Musikalisch ist das immer noch sehr beeindruckend. Das ist präzis, kraftvoll und klingt im fast ausverkauften Hallenstadion sensationell. Rundum-Effekte sei Dank. Plötzlich flüstert es aus einem anderen Ecken, oder es grunzt, oder schiesst. Waters bleibt auch auf seiner letzten Tour der Konzeptdenker. Für «Another Brick in The Wall» stampft eine Zürcher Schulklasse in IS-Gefangenenuniformen auf die Bühne, singt die Zeilen mit und entledigt sich anschliessend des orangenen Kostüms. «Resist» steht auf den schwarzen Shirts drunter. Widerstand! Dazu folgen sie den Bewegungen von Vortänzerinnen.

Noch mehr Leinwände

So entlässt Waters auch in die Pause. Zwanzig Minuten. Genug Zeit für ein Cüpli und eine Wurst. Drin erklärt er via Leinwand, wem wir alles zu widerstehen haben. Trump zum Beispiel. Oder Mark Zuckerberg – das gibt bestimmt ein gutes Foto für Facebook. Nach der Pause erscheint dann am Stadiondach wuchtig gross die Battersea Power Station, die auch das Cover von «Animals» ziert. Und es entwickelt sich ein regelrechtes Multimedia-Spektakel. Es sind nun noch mehr Leinwände auf denen etwas passiert und nicht mehr nur auf dem übergrossen Screen hinter der Band. Gleichzeitig flacht aber erstmals der musikalische Druck ab. Vielleicht fehlt auch einfach der Fokus des Betrachters. Es ist schlicht und einfach zu viel, was einem da serviert wird. Schade, es ist mehr eine Überforderung als ein Gewinn. Erst im zweiten Teil des pathetisch recht überladenen zweiten Sets zieht der Druck wieder an. «Us and Them» super, «Brain Damage» grandios, «Eclipse» berührend.

Waters spielt den Bass und singt.
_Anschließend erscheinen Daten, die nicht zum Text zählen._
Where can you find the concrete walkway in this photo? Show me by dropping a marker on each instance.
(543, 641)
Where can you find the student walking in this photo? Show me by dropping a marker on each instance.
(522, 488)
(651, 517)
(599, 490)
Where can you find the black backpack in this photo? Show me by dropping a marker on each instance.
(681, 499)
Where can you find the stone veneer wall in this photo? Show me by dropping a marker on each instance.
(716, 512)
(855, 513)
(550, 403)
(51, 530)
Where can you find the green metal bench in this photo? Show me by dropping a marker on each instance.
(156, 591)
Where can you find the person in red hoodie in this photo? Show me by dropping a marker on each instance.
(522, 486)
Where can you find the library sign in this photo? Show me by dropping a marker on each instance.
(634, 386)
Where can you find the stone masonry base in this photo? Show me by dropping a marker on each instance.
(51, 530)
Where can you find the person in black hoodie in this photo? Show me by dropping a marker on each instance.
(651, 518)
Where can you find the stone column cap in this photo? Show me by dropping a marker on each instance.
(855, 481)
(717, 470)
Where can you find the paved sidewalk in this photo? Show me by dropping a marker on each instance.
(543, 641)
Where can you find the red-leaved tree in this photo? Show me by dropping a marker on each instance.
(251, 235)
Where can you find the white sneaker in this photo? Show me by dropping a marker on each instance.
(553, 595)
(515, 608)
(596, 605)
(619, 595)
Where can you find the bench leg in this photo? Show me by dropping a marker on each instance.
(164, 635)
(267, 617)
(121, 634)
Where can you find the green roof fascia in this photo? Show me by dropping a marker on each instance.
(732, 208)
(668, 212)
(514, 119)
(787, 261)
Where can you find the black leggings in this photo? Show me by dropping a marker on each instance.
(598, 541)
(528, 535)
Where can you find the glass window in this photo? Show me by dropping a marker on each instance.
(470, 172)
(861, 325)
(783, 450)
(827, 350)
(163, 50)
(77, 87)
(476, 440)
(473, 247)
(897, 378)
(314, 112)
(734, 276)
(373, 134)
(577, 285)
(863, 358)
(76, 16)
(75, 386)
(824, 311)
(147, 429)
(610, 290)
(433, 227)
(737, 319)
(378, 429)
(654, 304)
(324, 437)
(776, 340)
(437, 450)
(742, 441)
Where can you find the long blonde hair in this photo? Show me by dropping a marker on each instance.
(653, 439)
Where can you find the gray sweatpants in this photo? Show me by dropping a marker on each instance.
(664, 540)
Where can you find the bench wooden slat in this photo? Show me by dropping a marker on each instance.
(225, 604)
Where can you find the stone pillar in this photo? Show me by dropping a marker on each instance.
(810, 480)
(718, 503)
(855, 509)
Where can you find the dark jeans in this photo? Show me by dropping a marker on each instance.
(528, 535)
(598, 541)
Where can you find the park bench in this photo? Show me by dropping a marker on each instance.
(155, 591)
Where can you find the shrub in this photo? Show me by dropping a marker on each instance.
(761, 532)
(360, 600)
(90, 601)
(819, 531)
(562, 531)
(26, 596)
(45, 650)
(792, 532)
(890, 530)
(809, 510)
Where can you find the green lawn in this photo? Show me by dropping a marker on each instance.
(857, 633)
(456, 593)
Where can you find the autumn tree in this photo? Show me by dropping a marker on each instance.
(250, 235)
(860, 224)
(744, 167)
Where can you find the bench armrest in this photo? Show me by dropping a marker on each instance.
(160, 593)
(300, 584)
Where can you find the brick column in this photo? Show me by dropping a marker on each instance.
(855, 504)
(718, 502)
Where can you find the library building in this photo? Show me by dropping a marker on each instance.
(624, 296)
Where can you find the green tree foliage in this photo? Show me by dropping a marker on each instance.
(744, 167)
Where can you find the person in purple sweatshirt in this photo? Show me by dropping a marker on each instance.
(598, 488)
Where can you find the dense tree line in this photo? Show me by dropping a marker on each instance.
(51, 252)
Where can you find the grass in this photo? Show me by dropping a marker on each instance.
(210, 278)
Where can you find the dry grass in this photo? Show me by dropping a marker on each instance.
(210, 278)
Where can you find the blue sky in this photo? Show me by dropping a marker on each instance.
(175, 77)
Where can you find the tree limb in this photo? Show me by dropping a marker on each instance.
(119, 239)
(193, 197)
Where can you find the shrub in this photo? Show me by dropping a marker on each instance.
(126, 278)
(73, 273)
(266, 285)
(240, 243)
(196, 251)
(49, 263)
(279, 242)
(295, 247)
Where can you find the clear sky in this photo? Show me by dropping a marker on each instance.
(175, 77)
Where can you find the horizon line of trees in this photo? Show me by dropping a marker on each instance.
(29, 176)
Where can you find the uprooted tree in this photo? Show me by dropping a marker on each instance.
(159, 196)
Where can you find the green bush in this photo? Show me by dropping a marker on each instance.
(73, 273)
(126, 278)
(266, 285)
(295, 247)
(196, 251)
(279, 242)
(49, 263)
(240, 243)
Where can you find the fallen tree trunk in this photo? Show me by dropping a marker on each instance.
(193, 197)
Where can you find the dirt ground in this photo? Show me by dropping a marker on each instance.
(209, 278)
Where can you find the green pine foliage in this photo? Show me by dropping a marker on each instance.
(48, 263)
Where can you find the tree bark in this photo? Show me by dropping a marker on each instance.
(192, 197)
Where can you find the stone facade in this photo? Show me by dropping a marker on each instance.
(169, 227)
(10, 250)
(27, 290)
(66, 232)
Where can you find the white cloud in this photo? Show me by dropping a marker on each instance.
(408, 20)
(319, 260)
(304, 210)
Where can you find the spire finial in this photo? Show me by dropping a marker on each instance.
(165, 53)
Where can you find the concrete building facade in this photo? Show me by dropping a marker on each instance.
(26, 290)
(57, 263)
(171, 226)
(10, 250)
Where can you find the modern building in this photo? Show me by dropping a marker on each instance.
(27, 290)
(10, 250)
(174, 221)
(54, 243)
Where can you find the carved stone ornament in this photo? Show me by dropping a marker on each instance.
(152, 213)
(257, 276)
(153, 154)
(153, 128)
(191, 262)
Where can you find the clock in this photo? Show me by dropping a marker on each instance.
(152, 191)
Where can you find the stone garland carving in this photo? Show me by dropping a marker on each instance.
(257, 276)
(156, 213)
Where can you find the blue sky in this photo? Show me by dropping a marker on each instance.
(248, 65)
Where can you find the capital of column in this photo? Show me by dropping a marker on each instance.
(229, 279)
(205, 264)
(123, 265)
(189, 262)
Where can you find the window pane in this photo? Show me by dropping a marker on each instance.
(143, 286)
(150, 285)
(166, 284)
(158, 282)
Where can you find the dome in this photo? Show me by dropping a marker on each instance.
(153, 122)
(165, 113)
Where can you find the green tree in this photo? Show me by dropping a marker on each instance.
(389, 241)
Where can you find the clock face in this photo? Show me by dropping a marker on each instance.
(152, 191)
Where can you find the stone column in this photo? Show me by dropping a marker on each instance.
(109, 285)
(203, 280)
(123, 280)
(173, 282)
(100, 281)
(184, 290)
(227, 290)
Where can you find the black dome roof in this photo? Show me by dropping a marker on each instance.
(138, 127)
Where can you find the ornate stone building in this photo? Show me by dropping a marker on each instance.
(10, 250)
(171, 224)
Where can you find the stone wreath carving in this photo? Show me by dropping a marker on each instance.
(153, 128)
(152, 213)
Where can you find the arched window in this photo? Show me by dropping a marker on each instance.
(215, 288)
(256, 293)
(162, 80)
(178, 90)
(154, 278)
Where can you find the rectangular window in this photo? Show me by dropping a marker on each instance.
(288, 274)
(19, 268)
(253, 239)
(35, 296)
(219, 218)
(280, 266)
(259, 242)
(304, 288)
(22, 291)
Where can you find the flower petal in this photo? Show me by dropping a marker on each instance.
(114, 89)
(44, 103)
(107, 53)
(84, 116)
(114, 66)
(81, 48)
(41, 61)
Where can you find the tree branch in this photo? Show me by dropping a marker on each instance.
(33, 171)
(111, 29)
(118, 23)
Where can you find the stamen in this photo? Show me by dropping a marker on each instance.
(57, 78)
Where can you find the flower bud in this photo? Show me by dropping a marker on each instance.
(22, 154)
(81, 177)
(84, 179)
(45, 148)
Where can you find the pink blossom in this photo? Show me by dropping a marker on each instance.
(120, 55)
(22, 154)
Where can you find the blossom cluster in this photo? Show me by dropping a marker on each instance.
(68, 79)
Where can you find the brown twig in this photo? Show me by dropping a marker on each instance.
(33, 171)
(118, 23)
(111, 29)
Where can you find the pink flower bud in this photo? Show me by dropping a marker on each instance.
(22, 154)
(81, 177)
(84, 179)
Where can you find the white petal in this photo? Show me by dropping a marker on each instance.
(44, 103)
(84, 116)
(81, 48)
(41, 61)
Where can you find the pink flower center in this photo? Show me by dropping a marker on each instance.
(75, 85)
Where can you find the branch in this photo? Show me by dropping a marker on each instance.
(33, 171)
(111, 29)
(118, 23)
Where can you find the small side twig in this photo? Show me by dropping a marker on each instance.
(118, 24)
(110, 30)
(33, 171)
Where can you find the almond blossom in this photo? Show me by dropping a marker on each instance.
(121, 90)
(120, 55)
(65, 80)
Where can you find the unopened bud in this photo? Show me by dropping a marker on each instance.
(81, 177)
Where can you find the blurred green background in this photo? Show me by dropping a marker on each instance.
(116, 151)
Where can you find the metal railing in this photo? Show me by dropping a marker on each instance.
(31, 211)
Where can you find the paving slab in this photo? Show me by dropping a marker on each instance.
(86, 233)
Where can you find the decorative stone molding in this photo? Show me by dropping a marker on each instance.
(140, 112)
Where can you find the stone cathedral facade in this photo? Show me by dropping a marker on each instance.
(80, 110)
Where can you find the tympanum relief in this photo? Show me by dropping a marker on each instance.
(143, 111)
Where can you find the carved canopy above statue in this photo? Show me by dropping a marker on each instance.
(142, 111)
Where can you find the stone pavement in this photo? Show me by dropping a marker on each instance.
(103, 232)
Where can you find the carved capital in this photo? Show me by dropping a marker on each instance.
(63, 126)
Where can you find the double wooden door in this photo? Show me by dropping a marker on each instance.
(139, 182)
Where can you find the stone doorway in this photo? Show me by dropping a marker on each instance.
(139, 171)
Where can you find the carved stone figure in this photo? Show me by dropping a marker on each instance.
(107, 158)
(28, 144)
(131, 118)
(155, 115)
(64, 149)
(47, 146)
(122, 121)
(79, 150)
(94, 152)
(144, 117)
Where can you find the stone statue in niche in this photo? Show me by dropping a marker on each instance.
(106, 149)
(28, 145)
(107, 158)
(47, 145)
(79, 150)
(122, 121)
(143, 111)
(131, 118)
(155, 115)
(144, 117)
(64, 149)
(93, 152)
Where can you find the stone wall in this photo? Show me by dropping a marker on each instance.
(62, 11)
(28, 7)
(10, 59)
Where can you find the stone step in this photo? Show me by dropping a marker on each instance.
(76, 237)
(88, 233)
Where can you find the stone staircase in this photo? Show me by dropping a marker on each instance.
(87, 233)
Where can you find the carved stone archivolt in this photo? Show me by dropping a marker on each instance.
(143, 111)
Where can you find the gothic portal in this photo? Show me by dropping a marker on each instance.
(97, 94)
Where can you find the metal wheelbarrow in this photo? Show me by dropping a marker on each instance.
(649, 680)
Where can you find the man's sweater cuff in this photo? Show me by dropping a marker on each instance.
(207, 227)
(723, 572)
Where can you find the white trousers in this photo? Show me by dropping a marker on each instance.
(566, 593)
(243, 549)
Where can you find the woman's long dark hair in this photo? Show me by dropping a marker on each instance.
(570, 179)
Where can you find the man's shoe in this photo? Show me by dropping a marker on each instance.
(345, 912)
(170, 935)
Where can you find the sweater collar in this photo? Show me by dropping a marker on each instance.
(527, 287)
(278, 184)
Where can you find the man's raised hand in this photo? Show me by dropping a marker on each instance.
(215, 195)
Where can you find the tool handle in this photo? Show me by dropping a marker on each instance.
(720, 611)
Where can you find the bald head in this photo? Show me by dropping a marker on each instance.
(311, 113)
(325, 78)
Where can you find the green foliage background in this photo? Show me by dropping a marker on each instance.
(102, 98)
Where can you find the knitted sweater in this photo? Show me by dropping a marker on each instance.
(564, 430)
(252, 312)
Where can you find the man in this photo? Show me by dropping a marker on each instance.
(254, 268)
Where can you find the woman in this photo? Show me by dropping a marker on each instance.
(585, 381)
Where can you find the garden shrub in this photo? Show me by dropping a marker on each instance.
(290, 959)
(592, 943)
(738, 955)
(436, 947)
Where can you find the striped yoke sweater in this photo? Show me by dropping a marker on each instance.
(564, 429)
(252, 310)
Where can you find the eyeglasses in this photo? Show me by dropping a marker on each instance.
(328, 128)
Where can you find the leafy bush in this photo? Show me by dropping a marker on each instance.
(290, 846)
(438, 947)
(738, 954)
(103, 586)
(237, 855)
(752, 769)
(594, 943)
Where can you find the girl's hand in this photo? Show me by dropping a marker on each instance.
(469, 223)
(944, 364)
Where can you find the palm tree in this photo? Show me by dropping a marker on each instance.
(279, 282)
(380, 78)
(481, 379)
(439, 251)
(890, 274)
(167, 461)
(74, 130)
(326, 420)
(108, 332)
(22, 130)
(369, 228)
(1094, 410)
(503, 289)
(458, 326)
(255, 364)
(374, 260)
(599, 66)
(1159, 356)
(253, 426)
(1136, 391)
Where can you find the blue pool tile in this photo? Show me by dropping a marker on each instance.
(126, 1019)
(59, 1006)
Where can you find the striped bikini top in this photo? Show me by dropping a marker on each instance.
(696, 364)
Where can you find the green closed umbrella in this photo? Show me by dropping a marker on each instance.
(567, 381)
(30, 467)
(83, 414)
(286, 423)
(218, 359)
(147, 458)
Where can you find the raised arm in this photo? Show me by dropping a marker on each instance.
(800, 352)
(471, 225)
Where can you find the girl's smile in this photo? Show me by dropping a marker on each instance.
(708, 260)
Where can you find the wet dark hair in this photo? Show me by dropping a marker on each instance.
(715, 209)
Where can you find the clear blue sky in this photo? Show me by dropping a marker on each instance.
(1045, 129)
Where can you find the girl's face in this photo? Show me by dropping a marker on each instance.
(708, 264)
Er sagt wenig. Eigentlich zum ersten Mal vor dem Zugabeblock (eben das mit Palästina). Und: Seine Ferienwohnung in der Schweiz habe einen Luftschutzkeller. Ob wir Schweizer tatsächlich glauben, dass das im Falle eines Falles etwas bringen würde – «Es wird nicht helfen», sagt Waters. Und dann noch, dass keine Rockband ohne Zugabe von der Bühne gehe. Er hält den Bass nach oben und lässt sich für diese Aussage feiern. Auch mit 74 ist er noch ein unverbesserlicher Rocker. Da huscht ein Lachen über sein viel jünger wirkendes Gesicht. Der Mann mag tieftraurige, pessimistischste Lieder schreiben und oft und hart mit sich gerungen haben, aber diesen Moment, den geniesst er. Von «This is for my Mother», leitet er zu «Mother» über. Dieser wunderbare Frage-Song. Bei «Mother, should I trust the government» blitzt über die Leinwand «Auf! Keinen! Fall!» auf. Kurz denkt man: Weltverbesserungskritik könnte auch witzig sein, dann schleicht sich bereits «Comfortably Numb» an. Da vergisst man sogar all die doch recht tumben Trumpereien.